## Import pyserini

In [1]:
from pyserini.search import pysearch
from pyserini.index import pyutils
from pyserini.analysis.pyanalysis import get_lucene_analyzer
import re

## Download Dataset

In [2]:
# https://scikit-learn.org/0.19/datasets/twenty_newsgroups.html
from sklearn.datasets import fetch_20newsgroups

data_subset_names = ['train', 'test']
data = {}

for data_subset_name in data_subset_names:
    data_subset = fetch_20newsgroups(subset=data_subset_name)
    data[data_subset_name] = data_subset
    num_docs = len(data_subset.data)
    num_categories = len(data_subset.target_names)
    print(f"{data_subset_name}: {num_docs} documents in {num_categories} categories")

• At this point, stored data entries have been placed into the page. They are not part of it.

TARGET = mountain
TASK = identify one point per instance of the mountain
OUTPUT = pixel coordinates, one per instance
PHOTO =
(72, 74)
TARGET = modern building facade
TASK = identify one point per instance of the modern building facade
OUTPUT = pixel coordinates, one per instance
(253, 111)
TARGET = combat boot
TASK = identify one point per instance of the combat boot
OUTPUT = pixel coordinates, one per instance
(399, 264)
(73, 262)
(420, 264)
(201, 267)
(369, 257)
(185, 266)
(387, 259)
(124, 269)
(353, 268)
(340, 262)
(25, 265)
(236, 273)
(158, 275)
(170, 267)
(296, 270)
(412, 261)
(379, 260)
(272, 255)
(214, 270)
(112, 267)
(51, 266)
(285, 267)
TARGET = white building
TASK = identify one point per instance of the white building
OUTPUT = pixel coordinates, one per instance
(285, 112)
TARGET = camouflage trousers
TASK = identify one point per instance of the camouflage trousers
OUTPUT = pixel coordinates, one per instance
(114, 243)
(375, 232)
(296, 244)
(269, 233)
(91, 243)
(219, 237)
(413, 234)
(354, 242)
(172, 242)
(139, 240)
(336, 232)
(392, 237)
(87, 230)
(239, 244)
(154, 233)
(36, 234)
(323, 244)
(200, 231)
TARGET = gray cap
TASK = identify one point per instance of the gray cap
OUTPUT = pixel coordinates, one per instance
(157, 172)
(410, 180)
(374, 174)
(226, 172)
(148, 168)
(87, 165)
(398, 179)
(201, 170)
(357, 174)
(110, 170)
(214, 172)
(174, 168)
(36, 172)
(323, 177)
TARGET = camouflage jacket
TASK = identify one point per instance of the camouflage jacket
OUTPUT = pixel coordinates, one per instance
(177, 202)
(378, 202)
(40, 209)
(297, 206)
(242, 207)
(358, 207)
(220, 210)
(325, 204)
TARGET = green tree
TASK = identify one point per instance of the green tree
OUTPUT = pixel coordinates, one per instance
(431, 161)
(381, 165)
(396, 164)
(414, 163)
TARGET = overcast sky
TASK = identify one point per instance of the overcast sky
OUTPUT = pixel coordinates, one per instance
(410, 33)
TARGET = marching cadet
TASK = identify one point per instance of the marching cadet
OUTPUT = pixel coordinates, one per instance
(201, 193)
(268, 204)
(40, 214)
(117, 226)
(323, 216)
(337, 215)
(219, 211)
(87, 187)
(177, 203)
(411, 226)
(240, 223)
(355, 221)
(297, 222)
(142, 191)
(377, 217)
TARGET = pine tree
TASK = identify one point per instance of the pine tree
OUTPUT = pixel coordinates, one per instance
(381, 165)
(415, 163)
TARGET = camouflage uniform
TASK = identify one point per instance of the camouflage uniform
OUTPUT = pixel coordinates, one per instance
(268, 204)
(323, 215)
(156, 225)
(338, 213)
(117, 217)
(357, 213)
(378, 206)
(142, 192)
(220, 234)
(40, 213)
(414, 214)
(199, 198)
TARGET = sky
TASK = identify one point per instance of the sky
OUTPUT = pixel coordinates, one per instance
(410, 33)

# find data @ ~/scikit_learn_data/20news-bydate_py3.pkz

  from collections import Mapping, defaultdict


train: 11314 documents in 20 categories
test: 7532 documents in 20 categories


In [3]:
from pyserini.index import pyutils
from scipy.sparse import csr_matrix
import numpy as np
import math


class AnseriniTwentyNewsgroupTfidfVectorizer:
    def __init__(self, index_path,  train_data, test_data):
        self.index_utils = pyutils.IndexReaderUtils(index_path)
        self.train_data = train_data
        self.test_data = test_data
        self.train_size = len(train_data.data)
        self.test_size = len(test_data.data)
        self.get_unique_terms()

    def get_unique_terms(self):
        unique_words = set()
        self.terms_df = {}
        for term in self.index_utils.terms():
            unique_words.add(term.term)
            self.terms_df[term.term] = term.df

        self.word_to_index = {}
        for index, term in enumerate(unique_words):
            self.word_to_index[term] = index
        self.num_unique_words = len(unique_words)
        print(f'Found {self.num_unique_words} unique words')

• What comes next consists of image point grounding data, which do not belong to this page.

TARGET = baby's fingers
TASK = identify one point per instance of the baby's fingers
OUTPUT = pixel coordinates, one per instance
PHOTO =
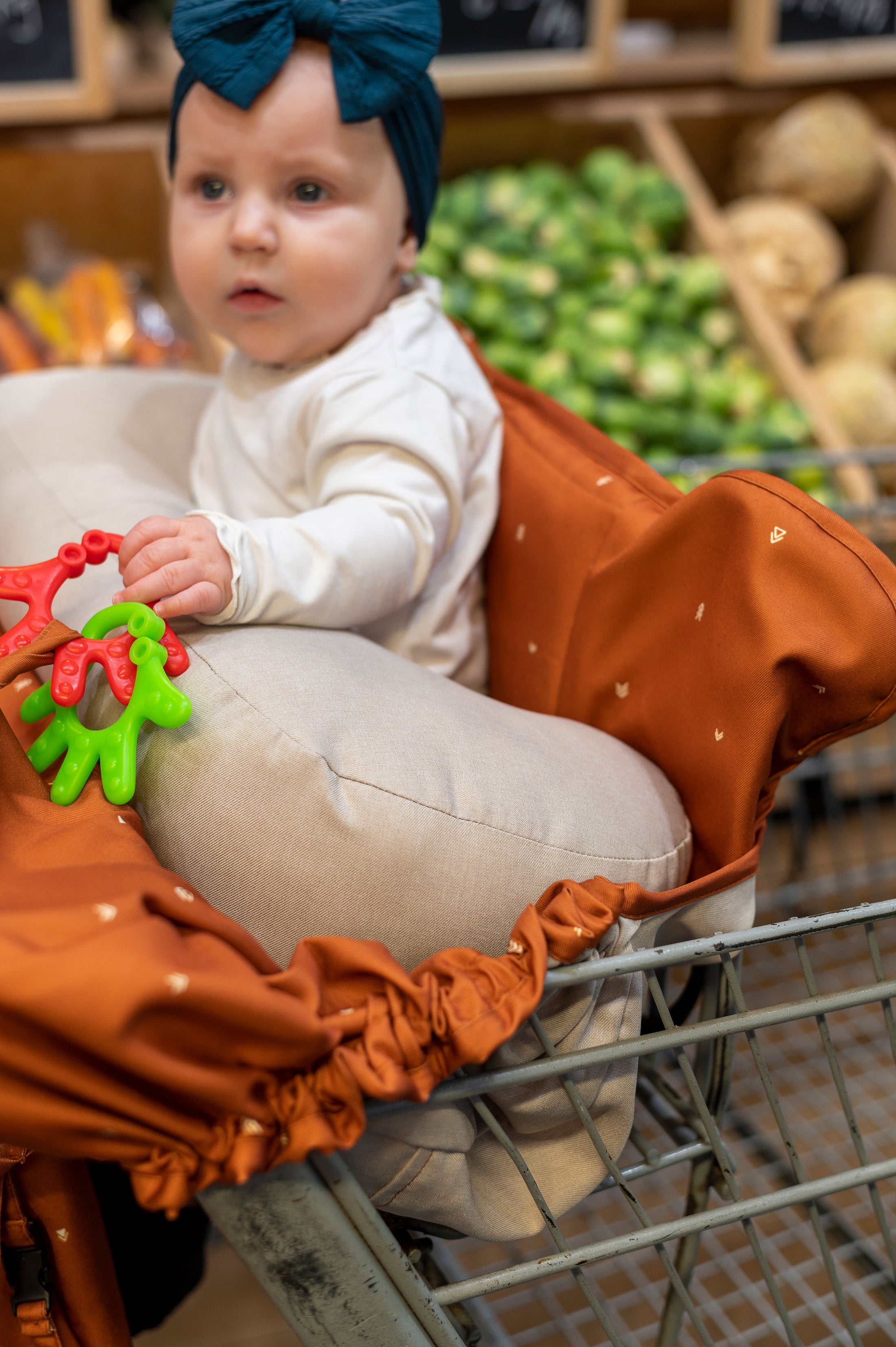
(204, 597)
(147, 531)
(154, 557)
(165, 582)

    def get_doc_id(self, filename):
        return filename.split('/')[-1]

    def get_train_vectors(self):
        features = self.get_vectors(self.train_data.filenames)
        return features, self.train_data.target

    def get_test_vectors(self):
        features = self.get_vectors(self.test_data.filenames)
        return features, self.test_data.target

    def get_vectors(self, filenames):
        matrix_row, matrix_col, matrix_data = [], [], []

        for index, filename in enumerate(filenames):
            doc_id = self.get_doc_id(filename)
            if index % 2000 == 0:
                print(f'Vectorizing: {index}/{len(filenames)}')

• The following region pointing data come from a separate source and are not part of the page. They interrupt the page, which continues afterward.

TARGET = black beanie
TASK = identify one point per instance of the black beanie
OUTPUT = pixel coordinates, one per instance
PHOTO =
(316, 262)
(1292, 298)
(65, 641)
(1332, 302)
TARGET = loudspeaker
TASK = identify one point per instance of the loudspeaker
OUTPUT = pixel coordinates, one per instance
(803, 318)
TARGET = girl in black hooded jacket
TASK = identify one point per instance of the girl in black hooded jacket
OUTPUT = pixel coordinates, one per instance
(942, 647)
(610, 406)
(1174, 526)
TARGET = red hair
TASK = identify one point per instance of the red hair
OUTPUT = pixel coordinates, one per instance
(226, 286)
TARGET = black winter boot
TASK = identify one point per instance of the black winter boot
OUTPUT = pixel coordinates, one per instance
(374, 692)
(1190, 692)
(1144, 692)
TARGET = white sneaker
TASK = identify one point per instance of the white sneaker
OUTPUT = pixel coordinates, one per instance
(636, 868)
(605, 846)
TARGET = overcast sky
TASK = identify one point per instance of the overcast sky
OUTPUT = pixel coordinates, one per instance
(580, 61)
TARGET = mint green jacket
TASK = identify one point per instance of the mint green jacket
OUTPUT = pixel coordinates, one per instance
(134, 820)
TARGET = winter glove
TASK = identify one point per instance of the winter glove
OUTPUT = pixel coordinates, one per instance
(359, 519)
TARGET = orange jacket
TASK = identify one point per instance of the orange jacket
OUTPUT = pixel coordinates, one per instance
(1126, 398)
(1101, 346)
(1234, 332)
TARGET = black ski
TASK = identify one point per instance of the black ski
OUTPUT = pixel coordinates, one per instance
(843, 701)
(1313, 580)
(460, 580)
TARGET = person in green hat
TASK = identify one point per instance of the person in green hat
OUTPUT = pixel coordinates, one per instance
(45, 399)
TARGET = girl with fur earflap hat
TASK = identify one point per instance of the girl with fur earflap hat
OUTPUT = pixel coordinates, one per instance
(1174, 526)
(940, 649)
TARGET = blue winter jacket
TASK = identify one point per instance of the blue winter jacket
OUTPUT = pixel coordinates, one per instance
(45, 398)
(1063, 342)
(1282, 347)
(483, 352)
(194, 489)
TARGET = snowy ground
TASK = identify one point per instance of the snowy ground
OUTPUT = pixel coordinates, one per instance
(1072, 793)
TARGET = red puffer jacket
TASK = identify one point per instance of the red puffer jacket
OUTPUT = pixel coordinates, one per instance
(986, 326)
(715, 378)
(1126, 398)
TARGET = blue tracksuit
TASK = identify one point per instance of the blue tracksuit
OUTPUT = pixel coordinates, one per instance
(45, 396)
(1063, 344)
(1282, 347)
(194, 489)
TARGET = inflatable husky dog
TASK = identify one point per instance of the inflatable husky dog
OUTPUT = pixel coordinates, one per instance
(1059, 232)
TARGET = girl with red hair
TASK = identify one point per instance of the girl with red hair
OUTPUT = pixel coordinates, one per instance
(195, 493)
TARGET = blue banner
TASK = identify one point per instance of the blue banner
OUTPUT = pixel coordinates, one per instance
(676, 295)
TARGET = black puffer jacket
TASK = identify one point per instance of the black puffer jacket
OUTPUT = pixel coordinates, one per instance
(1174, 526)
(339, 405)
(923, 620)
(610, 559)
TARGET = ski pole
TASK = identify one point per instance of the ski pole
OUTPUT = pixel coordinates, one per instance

            # Term Frequency
            tf = self.index_utils.get_document_vector(doc_id)

            # Inverse Document Frequency
            df = {t: math.log(
                self.num_unique_words / self.terms_df[t]) for t in tf}

            # Multiplication
            total_num_terms_in_doc = sum(tf.values())
            tfidf = {t: df[t] * tf[t] / total_num_terms_in_doc for t in tf}

            # Convert from dict to sparse matrix
            for term in tfidf:
                i = self.word_to_index[term]
                matrix_row.append(index)
                matrix_col.append(i)
                matrix_data.append(tfidf[term])

        return csr_matrix((matrix_data, (matrix_row, matrix_col)), shape=(
            len(filenames), self.num_unique_words))


In [4]:
vectorizer = AnseriniTwentyNewsgroupTfidfVectorizer(
    './20-newsgroup/lucene-index.20newsgroup.pos+docvectors+raw',
    data['train'],
    data['test'],
)

Found 165633 unique words


In [5]:
features, labels = vectorizer.get_train_vectors()

Vectorizing: 0/11314
Vectorizing: 2000/11314
Vectorizing: 4000/11314
Vectorizing: 6000/11314
Vectorizing: 8000/11314
Vectorizing: 10000/11314


In [6]:
from sklearn.naive_bayes import MultinomialNB
from sklearn import metrics

clf = MultinomialNB(alpha=.01)
clf.fit(features, labels)

MultinomialNB(alpha=0.01, class_prior=None, fit_prior=True)

In [7]:
test_vectors, test_target = vectorizer.get_test_vectors()

Vectorizing: 0/7532
Vectorizing: 2000/7532
Vectorizing: 4000/7532
Vectorizing: 6000/7532


In [8]:
pred = clf.predict(test_vectors)
metrics.f1_score(test_target, pred, average='macro')

0.5935516287791174